DEVA trip recorder and DEV-D integration

1. Data filtering and WHO guidelines: Data filtering functionalities were improved, incorporating references to WHO air quality guidelines
2. User Interface (UI) and User Experience (UX): Usability testing led to improvements in the UI/UX, making the platform more user-friendly
3. Graphical data visualisation: Visual representations of exposure data were enhanced, allowing for comparative analyses based on trip duration, distance, and absolute time
4. Multinational testing: Field tests were conducted across various countries (UK, Austria, Spain, France, Germany, Italy, The Netherlands, Bulgaria, and Belgium)
5. Environmental condition testing: The system was evaluated under a wide range of environmental conditions, including urban and rural areas, indoor/outdoor settings, weather variations, and different times of day
6. Interactive inhaled dose graphs: Exposure metrics in DEV-D were expanded to include interactive inhaled dose visualisations, allowing users to input their gender, age, and activity level for more personalised results
7. Black Carbon (BC) sensor testing: A limited set of tests incorporated Black Carbon sensors without internal GPS functionalities toward the end of the COMPAIR project

QADOS (formerly SODAQ) sensor

Feedback and data on air pollution collected during testing were shared with QADOS to inform further product optimisations. This feedback encompassed the usability and technical characteristics of the mobile air quality sensors mounted on bikes using a holder and attached to backpacks with silicone sleeves and clips.

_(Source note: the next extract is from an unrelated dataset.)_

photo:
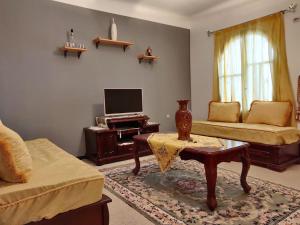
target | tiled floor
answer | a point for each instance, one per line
(123, 214)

Outcome and future potential

The culmination of the COMPAIR project is a well-calibrated and efficient toolset for monitoring air quality along travel routes using mobile sensors such as QADOS. Comprehensive user manuals have been developed for various configurations and use cases, enabling future adoption of the DEV-D and DEVA solutions for both policy-making and educational purposes.

With additional development and investment, new sensors could be integrated into the DEVA-DEV-D system. There is also significant potential for scaling the visualisation of modelled air quality data across Europe, which would allow air quality monitoring using just the DEV-D trip recorder, without the need for additional hardware.

Interested parties can request to have a custom DEV-D app built for them. This would involve a SaaS agreement with the following services

1. Consultation and development: Understanding client needs and building custom dashboards or data management systems tailored to their project or organisation
2. Data integration: Offering services for data migration, cleaning, and structuring to ensure smooth implementation
3. Support and maintenance: Provide ongoing technical support, troubleshooting, system updates, performance monitoring, and other maintenance services
4. Training: Provide training and documentation for teams to efficiently use the dashboard

DEV-D is licensed under GNU General Public License v3.0. This means that if people know how, they can recreate the dashboard from the code provided. GNU GPL3 is an open source licence that allows others to use it privately, even for commercial purposes.

If interested parties aren’t able to build the dashboard themselves, they can ask owners for help. In this case, ATC would build a custom DEV-D app upon request, in line with the GNU GPL3 licence, and under the SaaS principles.